Friday, December 6

Posted by Laurel Garver on Friday, December 06, 2013 4 comments
Today we're tackling a set of fraternal triplets of language, the homophones rain, rein, and reign. Once again, I'll provide a definition, examples and mnemonic tricks to help you keep them straight.



rain (n) - watery precipitation; water that has fallen from clouds, rainwater.

rain (v, intrans) rained, raining - to fall as water from clouds; to fall like rain; to send down rain

rain (v., trans) rained, raining - to pour or administer abundantly


  • Hugh never understood that Adele song. How can rain be set on fire? Is it acid rain?
  • It rained all day, so the hike was postponed.
  • Jag rained blows on his opponent.
  • Denise loves the disco song "It's Raining Men."


  • The rain in Spain falls mainly on the plain. (Thank you, Henry Higgins.)
  • Air pollution is a cause of acid rain.


rein (n) - strap on a horse's bridle attached to the bit that allows a rider to control and steer the animal; restraining influence.

(with free or full) opportunity for unhampered activity or use. 

rein (v, trans.) reined, reining - to control or steer, as with a bit and rein; sometimes used with in.


  • Pull the left rein to turn your pony left.
  • Jed kept a tight rein on the meeting.
  • Stacy was given free rein over the party planning. She could do whatever she liked.
  • Chloe, you need to rein in your campers. They're making a huge mess in arts and crafts.

The expression "free rein" specifically means "without guidance" and "full rein" means "without control." They are metaphors based on the practices of letting a horse instinctively find a trail or run at top speed; the rider leaves the reins loose and long (versus tight and short) in either instance, not steering or slowing the horse's free movement.


  • To ride east, Eve and Ella rein left.
  • Free rein: freedom and speed, whee!


reign (v, intrans.) reigned, reigning -  to exercise dominion or rule, like a monarch; exert dominion, sway or influence; to be predominant or prevalent.

reign (n.) royal authority, ruling power, dominion; the period of rule or dominion.


  • Elizabeth II celebrated her Diamond Jubilee in honor of reigning for 60 years.
  • King Xerxes reigned from 519 to 465 BC.
  • Jessamyn reigns over the entire school like an evil queen.
  • Chaos reigns when those kids are left with a sitter.
  • Rebels continued their reign of terror for five months.
  • Reign of Fire was a film about dragons ruling the earth.


  • King George reigns from a glittering, gem-covered throne.
  • Gorgeous Gordon reigns the giggling girls at Glenside High.

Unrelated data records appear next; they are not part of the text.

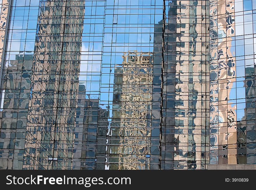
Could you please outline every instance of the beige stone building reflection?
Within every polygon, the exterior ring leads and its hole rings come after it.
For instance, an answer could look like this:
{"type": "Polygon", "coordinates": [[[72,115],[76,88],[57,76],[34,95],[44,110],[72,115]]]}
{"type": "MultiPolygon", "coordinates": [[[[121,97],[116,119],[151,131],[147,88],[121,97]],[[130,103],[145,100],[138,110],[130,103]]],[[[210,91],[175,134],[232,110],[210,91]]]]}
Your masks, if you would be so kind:
{"type": "Polygon", "coordinates": [[[111,153],[118,157],[111,169],[150,169],[151,124],[147,118],[151,118],[152,55],[129,51],[115,68],[113,118],[120,126],[111,127],[111,135],[119,139],[111,146],[111,153]]]}
{"type": "Polygon", "coordinates": [[[211,164],[237,163],[236,100],[229,100],[236,77],[234,6],[234,1],[225,1],[210,5],[211,164]]]}
{"type": "Polygon", "coordinates": [[[47,1],[41,8],[24,169],[72,168],[84,4],[47,1]]]}

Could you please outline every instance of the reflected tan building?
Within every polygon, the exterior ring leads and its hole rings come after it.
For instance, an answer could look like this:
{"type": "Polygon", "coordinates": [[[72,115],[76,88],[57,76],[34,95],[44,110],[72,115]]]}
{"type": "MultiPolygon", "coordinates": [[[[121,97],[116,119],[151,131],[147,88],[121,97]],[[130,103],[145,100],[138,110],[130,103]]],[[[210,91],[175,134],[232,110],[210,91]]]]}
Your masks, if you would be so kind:
{"type": "Polygon", "coordinates": [[[255,1],[0,0],[0,169],[256,164],[255,1]]]}
{"type": "Polygon", "coordinates": [[[150,169],[152,126],[147,119],[152,106],[152,55],[130,51],[115,68],[113,120],[117,124],[109,133],[118,140],[107,148],[110,156],[117,156],[116,163],[109,158],[110,169],[150,169]]]}
{"type": "Polygon", "coordinates": [[[209,1],[165,1],[161,168],[209,160],[209,1]]]}

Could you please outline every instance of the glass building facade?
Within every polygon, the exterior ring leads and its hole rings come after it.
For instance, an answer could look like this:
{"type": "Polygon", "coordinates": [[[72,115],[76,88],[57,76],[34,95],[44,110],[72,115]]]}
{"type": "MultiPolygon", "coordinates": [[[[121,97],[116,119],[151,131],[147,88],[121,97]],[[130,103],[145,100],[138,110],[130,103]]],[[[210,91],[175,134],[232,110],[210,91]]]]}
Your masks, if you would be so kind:
{"type": "Polygon", "coordinates": [[[211,164],[256,164],[255,9],[210,1],[211,164]]]}
{"type": "Polygon", "coordinates": [[[256,164],[254,0],[0,0],[0,169],[256,164]]]}

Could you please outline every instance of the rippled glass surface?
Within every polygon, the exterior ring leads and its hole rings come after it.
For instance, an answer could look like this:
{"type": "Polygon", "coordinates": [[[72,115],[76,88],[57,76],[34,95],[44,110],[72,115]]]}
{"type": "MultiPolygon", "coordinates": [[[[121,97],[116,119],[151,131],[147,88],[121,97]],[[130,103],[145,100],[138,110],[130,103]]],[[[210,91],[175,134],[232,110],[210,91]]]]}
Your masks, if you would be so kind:
{"type": "Polygon", "coordinates": [[[210,163],[255,164],[256,2],[210,8],[210,163]]]}
{"type": "Polygon", "coordinates": [[[161,168],[209,162],[209,1],[165,1],[161,168]]]}

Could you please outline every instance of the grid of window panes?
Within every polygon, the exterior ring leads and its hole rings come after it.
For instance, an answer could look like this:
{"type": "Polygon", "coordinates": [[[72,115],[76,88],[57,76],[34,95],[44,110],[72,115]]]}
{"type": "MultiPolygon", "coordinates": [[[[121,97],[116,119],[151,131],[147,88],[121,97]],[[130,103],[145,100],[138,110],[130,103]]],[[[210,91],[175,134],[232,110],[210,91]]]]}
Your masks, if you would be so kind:
{"type": "Polygon", "coordinates": [[[83,1],[40,1],[24,168],[72,169],[83,1]]]}
{"type": "Polygon", "coordinates": [[[22,169],[39,1],[12,1],[1,89],[1,166],[22,169]]]}
{"type": "Polygon", "coordinates": [[[95,167],[96,137],[106,1],[84,2],[73,169],[95,167]]]}
{"type": "Polygon", "coordinates": [[[211,1],[211,164],[256,164],[256,1],[211,1]]]}
{"type": "Polygon", "coordinates": [[[161,168],[209,162],[209,1],[165,1],[161,168]]]}
{"type": "Polygon", "coordinates": [[[97,169],[159,168],[163,2],[106,1],[97,169]]]}

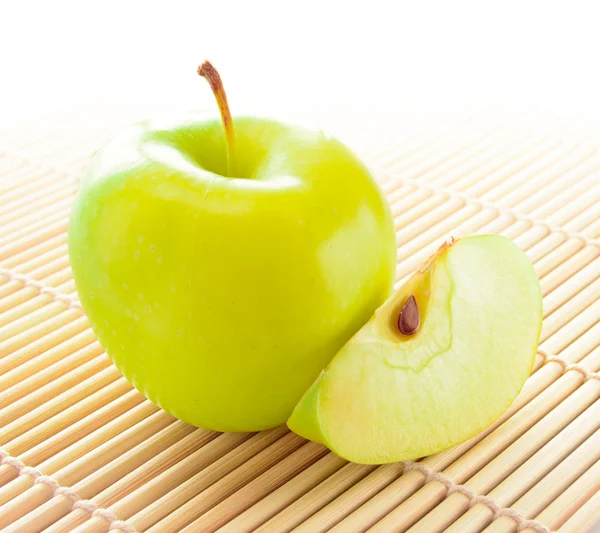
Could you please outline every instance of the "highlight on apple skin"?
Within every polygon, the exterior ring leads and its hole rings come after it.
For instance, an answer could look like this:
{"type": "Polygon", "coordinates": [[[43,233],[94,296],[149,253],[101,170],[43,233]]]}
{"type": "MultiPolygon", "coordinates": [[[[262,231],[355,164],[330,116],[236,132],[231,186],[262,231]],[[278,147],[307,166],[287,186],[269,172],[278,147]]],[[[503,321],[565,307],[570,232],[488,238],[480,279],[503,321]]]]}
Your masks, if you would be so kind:
{"type": "Polygon", "coordinates": [[[445,244],[332,359],[288,426],[357,463],[452,447],[514,401],[541,324],[539,280],[512,241],[445,244]],[[403,333],[407,305],[419,325],[403,333]]]}

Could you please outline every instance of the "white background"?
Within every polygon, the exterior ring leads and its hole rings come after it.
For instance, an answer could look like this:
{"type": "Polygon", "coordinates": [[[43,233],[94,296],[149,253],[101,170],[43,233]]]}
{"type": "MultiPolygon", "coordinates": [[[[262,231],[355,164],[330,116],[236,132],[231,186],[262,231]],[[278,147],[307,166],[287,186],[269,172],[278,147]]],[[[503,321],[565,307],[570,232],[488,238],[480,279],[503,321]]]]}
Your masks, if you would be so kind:
{"type": "Polygon", "coordinates": [[[594,0],[0,5],[0,130],[79,105],[212,105],[195,74],[204,58],[234,113],[319,107],[369,127],[405,109],[600,119],[594,0]]]}

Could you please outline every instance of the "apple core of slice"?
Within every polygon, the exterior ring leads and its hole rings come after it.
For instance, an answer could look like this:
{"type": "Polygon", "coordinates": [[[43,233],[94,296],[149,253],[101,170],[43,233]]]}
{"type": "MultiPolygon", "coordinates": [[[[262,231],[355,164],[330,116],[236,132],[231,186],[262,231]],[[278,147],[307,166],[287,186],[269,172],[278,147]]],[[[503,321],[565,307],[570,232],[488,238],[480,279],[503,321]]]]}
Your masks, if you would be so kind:
{"type": "Polygon", "coordinates": [[[539,280],[512,241],[480,235],[445,244],[337,353],[288,426],[365,464],[459,444],[513,402],[541,324],[539,280]],[[400,331],[406,307],[408,335],[400,331]]]}

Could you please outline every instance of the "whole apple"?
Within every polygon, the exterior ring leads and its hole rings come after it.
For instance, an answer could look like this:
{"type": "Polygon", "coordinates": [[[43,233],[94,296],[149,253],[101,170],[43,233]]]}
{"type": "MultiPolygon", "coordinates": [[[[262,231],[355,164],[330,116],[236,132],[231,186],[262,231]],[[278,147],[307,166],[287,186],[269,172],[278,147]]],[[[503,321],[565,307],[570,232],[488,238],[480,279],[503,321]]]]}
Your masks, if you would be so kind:
{"type": "Polygon", "coordinates": [[[149,121],[110,142],[82,180],[69,253],[95,333],[140,392],[197,426],[255,431],[287,420],[388,297],[395,232],[347,147],[232,121],[205,77],[223,124],[149,121]]]}

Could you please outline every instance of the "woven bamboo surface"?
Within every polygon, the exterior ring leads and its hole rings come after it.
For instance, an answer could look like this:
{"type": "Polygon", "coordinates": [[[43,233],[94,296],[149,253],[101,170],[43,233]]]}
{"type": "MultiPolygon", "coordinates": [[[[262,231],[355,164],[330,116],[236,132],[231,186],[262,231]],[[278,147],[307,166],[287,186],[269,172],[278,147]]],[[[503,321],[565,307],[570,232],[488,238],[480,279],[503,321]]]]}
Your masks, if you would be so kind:
{"type": "Polygon", "coordinates": [[[544,296],[534,372],[502,419],[374,467],[283,427],[190,427],[111,364],[66,228],[90,154],[122,126],[68,117],[0,136],[0,530],[583,533],[600,520],[597,137],[538,117],[364,142],[396,220],[398,283],[444,239],[493,232],[527,252],[544,296]]]}

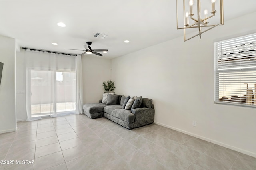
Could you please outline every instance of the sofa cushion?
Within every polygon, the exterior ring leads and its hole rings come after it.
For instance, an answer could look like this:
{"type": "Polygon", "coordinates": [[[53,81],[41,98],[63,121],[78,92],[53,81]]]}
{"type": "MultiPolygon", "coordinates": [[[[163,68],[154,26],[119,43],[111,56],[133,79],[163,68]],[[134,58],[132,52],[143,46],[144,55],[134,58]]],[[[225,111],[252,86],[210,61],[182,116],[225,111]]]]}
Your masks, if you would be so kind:
{"type": "Polygon", "coordinates": [[[141,107],[147,107],[151,108],[152,106],[152,99],[148,98],[142,98],[142,103],[140,106],[141,107]]]}
{"type": "Polygon", "coordinates": [[[135,115],[132,113],[130,110],[124,110],[122,109],[114,109],[110,115],[128,123],[134,122],[135,119],[135,115]]]}
{"type": "Polygon", "coordinates": [[[114,95],[114,93],[106,93],[104,92],[102,95],[102,103],[107,103],[107,100],[108,100],[108,94],[111,94],[114,95]]]}
{"type": "Polygon", "coordinates": [[[137,97],[137,99],[135,99],[132,108],[131,110],[134,109],[138,108],[141,105],[141,103],[142,103],[142,96],[140,96],[137,97]]]}
{"type": "Polygon", "coordinates": [[[130,96],[128,96],[126,97],[126,98],[124,100],[124,103],[123,104],[123,105],[122,105],[122,109],[124,109],[124,108],[125,107],[125,106],[126,105],[126,104],[127,103],[127,102],[128,102],[128,101],[129,100],[129,99],[130,98],[130,96]]]}
{"type": "Polygon", "coordinates": [[[90,114],[93,114],[103,112],[103,108],[107,106],[104,103],[91,103],[85,104],[83,105],[83,109],[90,114]]]}
{"type": "Polygon", "coordinates": [[[118,109],[122,109],[122,106],[120,105],[111,105],[104,107],[103,111],[104,112],[112,115],[113,111],[118,109]]]}
{"type": "Polygon", "coordinates": [[[123,105],[124,104],[124,100],[125,100],[126,97],[126,97],[126,96],[124,96],[123,95],[122,95],[121,96],[121,100],[120,100],[120,105],[121,105],[121,106],[123,105]]]}
{"type": "Polygon", "coordinates": [[[119,95],[112,95],[108,94],[107,105],[118,105],[119,95]]]}
{"type": "Polygon", "coordinates": [[[131,97],[127,102],[127,103],[126,104],[126,105],[124,109],[125,110],[130,110],[132,108],[132,105],[133,105],[133,103],[136,98],[137,97],[136,96],[131,97]]]}

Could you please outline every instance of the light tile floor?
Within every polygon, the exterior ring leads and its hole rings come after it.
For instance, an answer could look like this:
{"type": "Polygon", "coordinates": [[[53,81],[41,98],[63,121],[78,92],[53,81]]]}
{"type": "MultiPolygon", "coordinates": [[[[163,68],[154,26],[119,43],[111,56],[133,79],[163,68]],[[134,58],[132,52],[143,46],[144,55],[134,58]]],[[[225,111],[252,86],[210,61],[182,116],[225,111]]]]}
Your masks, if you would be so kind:
{"type": "Polygon", "coordinates": [[[0,170],[256,170],[256,158],[155,124],[128,130],[79,115],[17,124],[0,134],[0,160],[14,163],[0,170]]]}

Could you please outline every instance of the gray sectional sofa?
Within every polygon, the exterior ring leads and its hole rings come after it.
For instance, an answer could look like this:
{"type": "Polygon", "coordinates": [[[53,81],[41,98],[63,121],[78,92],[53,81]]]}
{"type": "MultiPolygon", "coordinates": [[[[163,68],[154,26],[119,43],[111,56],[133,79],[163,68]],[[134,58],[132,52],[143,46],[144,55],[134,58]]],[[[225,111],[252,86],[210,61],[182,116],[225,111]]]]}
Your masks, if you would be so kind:
{"type": "Polygon", "coordinates": [[[125,103],[128,101],[129,98],[130,96],[108,94],[106,103],[100,100],[99,103],[84,104],[84,113],[91,119],[105,117],[129,129],[153,123],[155,110],[152,99],[138,97],[131,109],[128,109],[125,108],[128,105],[125,103]]]}

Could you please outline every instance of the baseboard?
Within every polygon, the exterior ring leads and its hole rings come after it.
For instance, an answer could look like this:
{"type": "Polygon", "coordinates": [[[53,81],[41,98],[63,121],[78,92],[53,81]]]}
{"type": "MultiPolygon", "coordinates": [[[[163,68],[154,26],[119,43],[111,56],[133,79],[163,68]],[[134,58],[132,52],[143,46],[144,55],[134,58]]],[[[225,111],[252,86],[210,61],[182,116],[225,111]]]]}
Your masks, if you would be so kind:
{"type": "Polygon", "coordinates": [[[26,120],[26,119],[18,119],[17,120],[17,122],[21,122],[21,121],[25,121],[26,120]]]}
{"type": "Polygon", "coordinates": [[[244,150],[244,149],[240,149],[240,148],[236,148],[236,147],[233,146],[230,146],[228,144],[227,144],[223,143],[222,143],[220,142],[216,141],[214,140],[212,140],[212,143],[214,143],[214,144],[221,146],[223,146],[225,148],[228,148],[228,149],[231,149],[233,150],[235,150],[236,151],[238,152],[239,152],[242,153],[242,154],[245,154],[247,155],[250,156],[251,156],[254,157],[254,158],[256,158],[256,154],[255,153],[253,153],[251,152],[248,151],[248,150],[244,150]]]}
{"type": "Polygon", "coordinates": [[[201,136],[198,135],[197,134],[194,134],[194,133],[190,133],[188,132],[187,132],[186,131],[184,131],[182,130],[181,129],[180,129],[177,128],[176,128],[174,127],[172,127],[170,126],[167,125],[166,125],[159,123],[157,122],[154,122],[154,123],[156,123],[156,124],[159,125],[161,126],[162,126],[163,127],[167,127],[167,128],[170,128],[171,129],[177,131],[178,132],[181,132],[182,133],[184,133],[186,134],[188,134],[190,136],[192,136],[195,138],[199,138],[200,139],[202,139],[206,141],[207,142],[210,142],[211,143],[213,143],[214,144],[217,144],[218,145],[221,146],[223,146],[225,148],[228,148],[228,149],[231,149],[233,150],[235,150],[237,152],[239,152],[246,154],[247,155],[250,156],[251,156],[254,157],[254,158],[256,158],[256,153],[253,153],[251,152],[248,151],[248,150],[244,150],[242,149],[240,149],[240,148],[236,148],[234,146],[230,146],[230,145],[226,144],[223,143],[222,143],[220,142],[218,142],[217,141],[214,140],[212,140],[210,138],[207,138],[204,137],[204,136],[201,136]]]}
{"type": "Polygon", "coordinates": [[[8,133],[8,132],[12,132],[17,131],[17,127],[11,129],[5,130],[4,130],[0,131],[0,134],[1,133],[8,133]]]}

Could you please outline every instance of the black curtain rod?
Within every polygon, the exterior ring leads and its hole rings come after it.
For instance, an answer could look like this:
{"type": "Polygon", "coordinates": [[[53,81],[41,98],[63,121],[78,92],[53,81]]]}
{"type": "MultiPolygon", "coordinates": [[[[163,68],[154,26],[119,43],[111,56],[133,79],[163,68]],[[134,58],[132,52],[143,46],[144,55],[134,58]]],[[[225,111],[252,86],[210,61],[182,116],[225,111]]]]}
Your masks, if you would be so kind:
{"type": "Polygon", "coordinates": [[[71,55],[71,56],[76,56],[76,55],[75,55],[75,54],[69,54],[68,53],[60,53],[59,52],[56,52],[56,51],[46,51],[46,50],[43,50],[42,49],[33,49],[32,48],[27,48],[26,47],[22,47],[22,49],[29,49],[30,51],[38,51],[39,52],[47,52],[47,53],[55,53],[56,54],[62,54],[64,55],[71,55]]]}

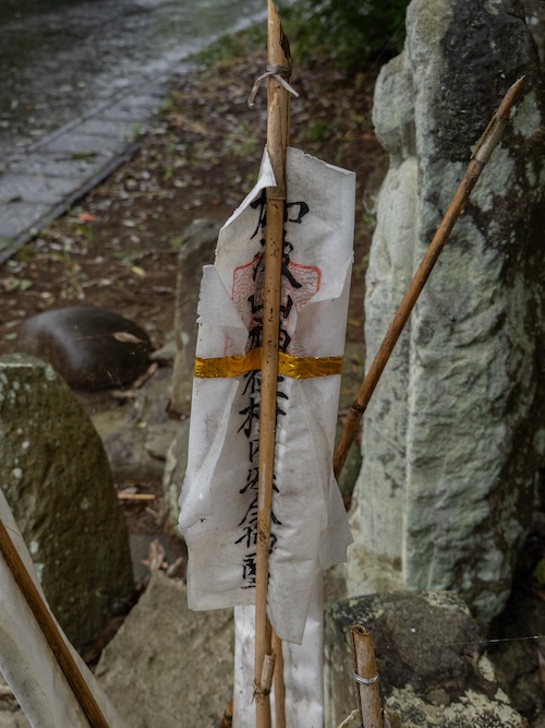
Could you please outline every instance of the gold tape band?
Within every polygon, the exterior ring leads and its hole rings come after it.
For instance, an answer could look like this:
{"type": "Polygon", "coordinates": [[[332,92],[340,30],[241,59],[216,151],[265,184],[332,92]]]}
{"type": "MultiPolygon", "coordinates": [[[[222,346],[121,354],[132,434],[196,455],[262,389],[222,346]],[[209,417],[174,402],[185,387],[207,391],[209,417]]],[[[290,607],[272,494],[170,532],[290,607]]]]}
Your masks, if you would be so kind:
{"type": "MultiPolygon", "coordinates": [[[[246,356],[195,358],[194,375],[202,379],[239,377],[247,371],[261,369],[262,348],[252,349],[246,356]]],[[[292,357],[282,351],[278,355],[278,372],[291,379],[331,377],[342,372],[342,357],[292,357]]]]}

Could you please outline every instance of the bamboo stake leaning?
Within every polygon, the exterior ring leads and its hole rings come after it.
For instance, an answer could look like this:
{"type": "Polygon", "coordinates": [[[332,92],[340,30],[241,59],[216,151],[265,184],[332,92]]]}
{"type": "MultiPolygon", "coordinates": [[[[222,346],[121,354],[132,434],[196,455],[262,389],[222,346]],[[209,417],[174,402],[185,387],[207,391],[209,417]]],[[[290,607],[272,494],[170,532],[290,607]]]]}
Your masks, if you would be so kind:
{"type": "Polygon", "coordinates": [[[344,429],[342,431],[339,444],[334,455],[334,472],[337,480],[342,472],[344,462],[347,460],[350,446],[358,433],[361,419],[375,387],[378,383],[380,374],[390,358],[393,347],[403,331],[403,327],[411,314],[414,305],[416,303],[424,285],[432,273],[432,270],[439,258],[439,254],[448,240],[448,237],[455,226],[460,213],[465,207],[469,196],[476,184],[481,172],[486,163],[491,158],[494,148],[496,147],[505,126],[509,119],[509,114],[519,96],[524,77],[522,76],[516,81],[508,89],[496,114],[492,118],[483,136],[481,138],[475,152],[471,157],[468,170],[460,182],[460,186],[450,203],[445,217],[443,218],[437,232],[435,234],[429,247],[424,255],[419,270],[416,271],[399,309],[393,317],[393,320],[388,329],[386,336],[380,344],[380,347],[371,365],[366,377],[364,378],[360,391],[350,406],[344,429]]]}
{"type": "Polygon", "coordinates": [[[275,465],[280,287],[286,208],[286,148],[288,146],[289,94],[275,75],[290,68],[289,46],[277,10],[268,0],[268,102],[267,150],[277,187],[267,188],[265,229],[265,284],[263,291],[263,359],[259,409],[259,473],[257,494],[257,558],[255,592],[255,676],[257,728],[269,728],[270,688],[275,656],[267,619],[270,510],[275,465]],[[272,75],[275,74],[275,75],[272,75]]]}
{"type": "Polygon", "coordinates": [[[373,634],[361,624],[352,624],[350,639],[363,728],[383,728],[373,634]]]}
{"type": "Polygon", "coordinates": [[[85,717],[92,728],[108,728],[108,723],[83,677],[69,646],[64,642],[57,622],[45,604],[36,584],[34,583],[25,563],[13,544],[8,529],[0,520],[0,553],[21,589],[23,597],[31,608],[51,652],[63,671],[74,696],[80,703],[85,717]]]}

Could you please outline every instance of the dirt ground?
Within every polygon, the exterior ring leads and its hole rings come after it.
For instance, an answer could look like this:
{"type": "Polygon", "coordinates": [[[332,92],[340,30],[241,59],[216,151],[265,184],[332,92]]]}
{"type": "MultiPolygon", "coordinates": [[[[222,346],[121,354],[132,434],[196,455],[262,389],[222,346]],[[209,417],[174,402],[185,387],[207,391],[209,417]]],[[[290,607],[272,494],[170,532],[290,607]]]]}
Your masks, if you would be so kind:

Increasingly, I've seen people use the expression "free reign," which I'm not entirely certain is a homophone error so much as a new expression with a slightly different meaning than "free rein." It is usually used in contexts of someone exerting total control or behaving like a dictator.

This is an updated post from May 2012.

Do these distinctions help? What other homonyms trip you up?


  1. Hm. I might have been using "free reign" instead of "free rein". I don't think I even really thought about it. Good point - and thank you!

    1. We're far enough removed from daily use of horses that most people have never learned what the "rein" metaphors mean. There are a handful of other archaic terms like "on tenterhooks" that also get misused, because the technology is so far from our lived experience.

  2. Thank you, Laura. I was never positive I was using the last two right.

    1. The idea of control can be related to both terms, which makes it a bit tricky. Generally, "rein" is used for steering or slowing like with a horse; "reign" is for instances of dominating or fully ruling.